Carried over from v0.2
- The Little Fibbing world & cast — narrative frame
- TruthNet as the resolution / reveal mechanic
- The dual warm / digital visual architecture
- Uncertainty-first: "I can't tell yet," not false certainty
- PSHE / RSHE alignment, KS-tiered
New in v0.3
- Swipe-to-judge feed as the core loop
- Provenance → framing → feeling spine across KS1–KS3+
- Truth Tokens + booster return mechanic
- Creator Mode — build the lie, white-hat
- Validated by playtest, not just buildable
Retired: the headline slider / Exagga-rometer as a primary mechanic — it leaned on words and dragged the pace. Its job (strip the hype, find what's left) now lives inside the reveal.
Where we are. What's next.
Complete — v0.2 POC (web)
Walkable village, NPC dialogue, the LIKELY / CAN'T TELL / UNLIKELY runner, three-state ad break, TruthNet cards. Proved the concept was buildable without a studio.
Complete — v0.3 core loop (web prototype)
Working swipe-to-judge feed across the spine — provenance (real vs AI), framing (clickbait), and a system-level trap; TruthNet reveals; Truth Tokens; a Kling-generated behind-the-scenes sting; Creator Mode; and the booster end-screen. Real images, real loop — a short, deliberate proof slice.
Complete — playtest, first round
Early testing with KS1 and KS2 children showed strong voluntary engagement, including repeat plays of the placeholder-art build — evidence the loop itself is the draw. Engagement is the delivery mechanism, not the goal; the next rounds test what matters most: whether the lesson sticks.
In progress — content volume
The loop holds attention; the deck is short. Building a repeatable card pipeline (GPT-image + Kling) so content scales without becoming a bespoke art project per card.
Upcoming — school pilot conversations
Seeking 2–3 UK primaries for endorsement and a home-play distribution pilot. No procurement — heads look at something and tell us honestly what they think.
Upcoming — designer engagement
Game-native visual direction for the feed, cards and TruthNet reveals, plus a repeatable content-art system. The interim build is house-style; the next pass needs a children's illustrator.
Educators. Designers. Funding.
Educators
KS1–KS3 teacher, PSHE lead or head? I want listening conversations — 30 minutes, no commitment — and 1–2 schools willing to endorse a pilot.
Get in touch →Designers
Game-native art for the feed and TruthNet reveals, plus a repeatable card-content system. Children's illustrator, UK preferred. Brief available.
See the brief →Funding
Pre-seed. Individuals or small funds who get the edtech and consumer opportunity in children's media literacy. The gap is real, documented, and now playtested.
Let's talk →The narrative world still exists. Right now.
Before the feed, there was the village. The v0.2 proof-of-concept — a walkable Little Fibbing, NPC dialogue, the headline runner and TruthNet cards — still runs in a browser. It proved the concept was buildable without a studio, and it remains the narrative world that v0.3's feed plugs into.

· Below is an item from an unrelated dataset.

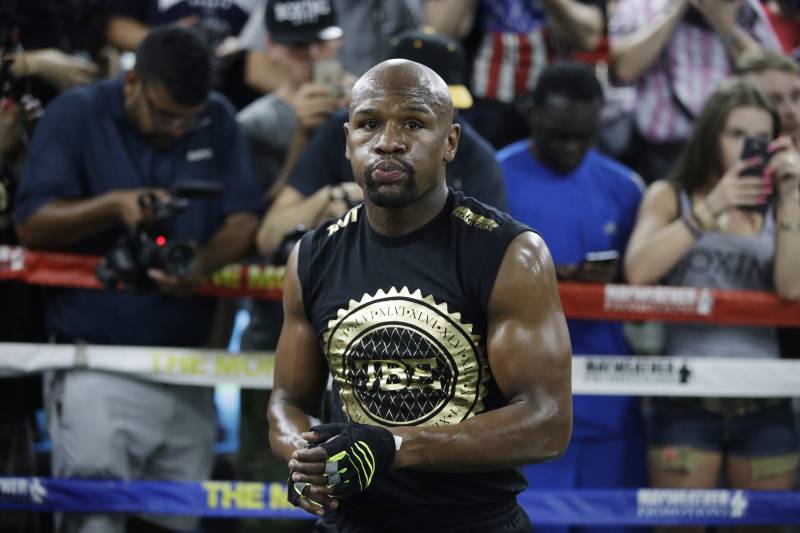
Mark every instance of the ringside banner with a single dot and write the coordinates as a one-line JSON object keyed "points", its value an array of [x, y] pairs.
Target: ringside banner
{"points": [[268, 500], [604, 375]]}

Little Fibbing — The Pothole Incident
Walk the village, follow the rumours, judge the headlines. A short, deliberately rough slice — the first thing AssumeZero ever shipped to a browser.
Play the v0.2 demo →David · Founder, Arcturus Digital Consulting
I'm a product manager and app developer in the UK. AssumeZero grew out of a question I couldn't drop: if the information environment is this demanding for children, why does so much of what we hand them still assume the internet looks the way it did fifteen years ago?
The aim is narrow and durable — teach children to question what they're shown, with a method that has evidence behind it, in a form they'll actually choose. v0.3 is the build that puts that skill at the centre of the loop.
Previous work includes Sprocket, STEa, and a tiered portfolio of consumer and B2B products under ArcturusDC.